Just had a quick look at your "Things estate agents should do in mobile" article and I note that you covered the pinch and zoom hell that is the Savills site. I met with the head of digital at Savills, nice chap, two degrees in reproduction. He was totally convinced that because all his traffic came from mobile users pinch and zooming their desktop site, the best strategy was to keep the desktop site since it was doing so well and they were getting lots of clicks on their links. Mobile, in his eyes, is most definitely not the future. Brilliant.

almost 4 years ago

David Moth

David Moth, Managing Editor at Barclaycard

@David, thanks for your comment. I think it'll be difficult (if not impossible) for a digital company to come up with a model that negates the needs for estate agents. People selling a home still like to have an agent acting on their behalf so they don't have to do any of the work negotiating on the asking price, showing loads of people around or chasing solicitors.

However there's a chance that some of them might end up falling by the wayside if they don't keep up with consumer trends.

almost 4 years ago



It's a bit unfair to start by saying the Foxtons app is bad because of the locations covered, that is where they are based so it was never going to include more of the country... This is a reason that a lot of agents I've spoken to don't bother with an app and either just go for a mobile site and let the portals take care of apps. If you are searching somewhere like London you'd need to download maybe 10 agent apps, or just go straight to a property portal which has it all in one place.

Rightmove and Zoopla are not estate agents so the comparison between the apps should be viewed differently.

Interesting that you found Zoopla more up to date. Most agents just use an automated datafeed to upload to both portals so in theory everything should be in sync. Of course that doesn't stop the dodgy agents leaving properties online longer than they should to make it look like they have lots of stock, but then that's very hard for Rightmove (or Zoopla) to police as they have no idea when it has sold (until it appears in Land Registry data several months later).

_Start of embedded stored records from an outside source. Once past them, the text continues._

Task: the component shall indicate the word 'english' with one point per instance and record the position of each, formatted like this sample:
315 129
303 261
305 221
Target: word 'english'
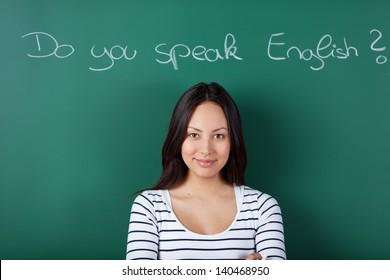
200 53
326 48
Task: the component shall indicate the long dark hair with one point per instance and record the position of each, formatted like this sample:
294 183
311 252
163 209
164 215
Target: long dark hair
174 168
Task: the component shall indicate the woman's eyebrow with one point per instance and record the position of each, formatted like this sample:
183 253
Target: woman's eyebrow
214 130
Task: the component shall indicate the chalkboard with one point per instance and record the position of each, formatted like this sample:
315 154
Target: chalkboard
87 89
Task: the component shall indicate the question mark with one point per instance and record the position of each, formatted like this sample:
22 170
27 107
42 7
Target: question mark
381 59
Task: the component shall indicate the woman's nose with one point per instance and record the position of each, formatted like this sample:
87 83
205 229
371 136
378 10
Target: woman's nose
205 148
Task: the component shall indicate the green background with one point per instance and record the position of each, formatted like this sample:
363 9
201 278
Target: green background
76 143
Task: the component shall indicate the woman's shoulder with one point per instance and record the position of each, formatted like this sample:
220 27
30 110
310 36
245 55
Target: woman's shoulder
151 196
253 194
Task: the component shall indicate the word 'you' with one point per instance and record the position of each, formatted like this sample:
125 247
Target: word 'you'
277 49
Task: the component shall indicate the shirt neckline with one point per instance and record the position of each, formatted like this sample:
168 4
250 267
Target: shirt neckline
238 193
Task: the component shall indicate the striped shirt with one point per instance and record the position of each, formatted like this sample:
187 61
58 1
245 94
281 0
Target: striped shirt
156 233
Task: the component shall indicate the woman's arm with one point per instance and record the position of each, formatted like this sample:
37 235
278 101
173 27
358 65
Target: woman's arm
270 233
142 240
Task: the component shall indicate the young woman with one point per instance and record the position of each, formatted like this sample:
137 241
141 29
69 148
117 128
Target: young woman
200 207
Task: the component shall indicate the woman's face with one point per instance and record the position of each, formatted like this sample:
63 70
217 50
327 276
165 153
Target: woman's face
206 147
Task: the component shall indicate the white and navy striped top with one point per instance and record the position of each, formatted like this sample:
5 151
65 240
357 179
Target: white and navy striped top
156 233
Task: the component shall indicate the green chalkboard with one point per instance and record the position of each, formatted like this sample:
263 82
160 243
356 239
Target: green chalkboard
87 89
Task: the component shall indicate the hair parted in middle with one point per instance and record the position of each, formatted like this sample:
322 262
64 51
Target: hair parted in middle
174 168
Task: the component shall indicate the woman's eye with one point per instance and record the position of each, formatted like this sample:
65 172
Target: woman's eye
219 136
193 135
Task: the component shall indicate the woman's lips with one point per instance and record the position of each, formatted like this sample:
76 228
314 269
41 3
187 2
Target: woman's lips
205 162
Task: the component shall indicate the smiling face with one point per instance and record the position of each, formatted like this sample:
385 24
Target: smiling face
206 147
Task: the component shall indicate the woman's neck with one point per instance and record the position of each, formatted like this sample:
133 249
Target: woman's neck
202 186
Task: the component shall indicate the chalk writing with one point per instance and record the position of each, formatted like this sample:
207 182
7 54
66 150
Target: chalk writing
51 49
115 53
381 59
200 52
325 49
278 49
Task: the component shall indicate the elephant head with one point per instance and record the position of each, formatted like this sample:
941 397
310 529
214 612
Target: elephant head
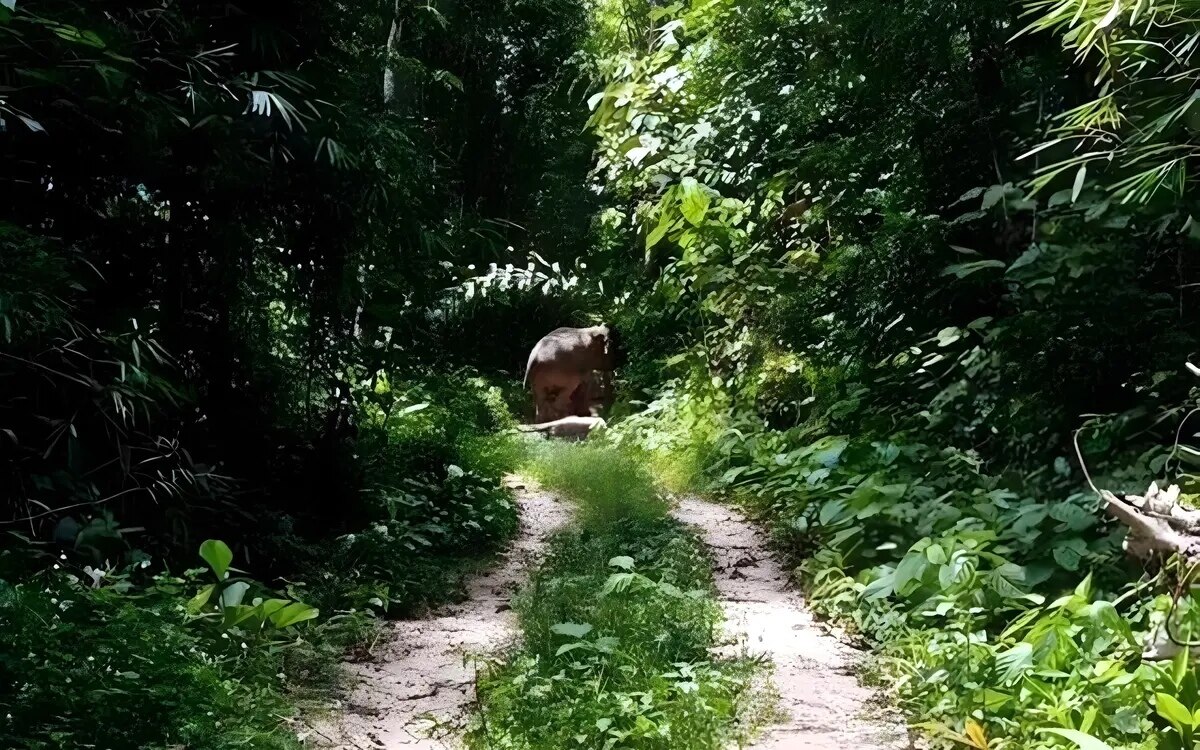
561 366
615 347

As for the Savills comments, they do have iPhone and iPad apps to download so not ignoring mobile completely.

Interesting read.

almost 4 years ago

David Moth

David Moth, Managing Editor at Barclaycard

@Steve, thanks for your comment. I didn't mean to say that the Foxtons app is bad because it only covers London, I was really just intending to flag it up so I wasn't accused of being London-centric.

Regarding the point about Rightmove being less up-to-date, on several occasions I noticed properties on the app that were no longer on the agent's own site, plus it often didn't have details about the latest properties that had appeared on Zoopla. This might be because Zoopla deals with a different selection of agents, but overall I certainly felt that Zoopla gave broader and more accurate results (though, as I say, this might just be my mistaken perception).

I might borrow someone's iPhone in the office to check out the apps from Savills and other agents, it would be interesting to check out the differences between them and the ones I've reviewed here.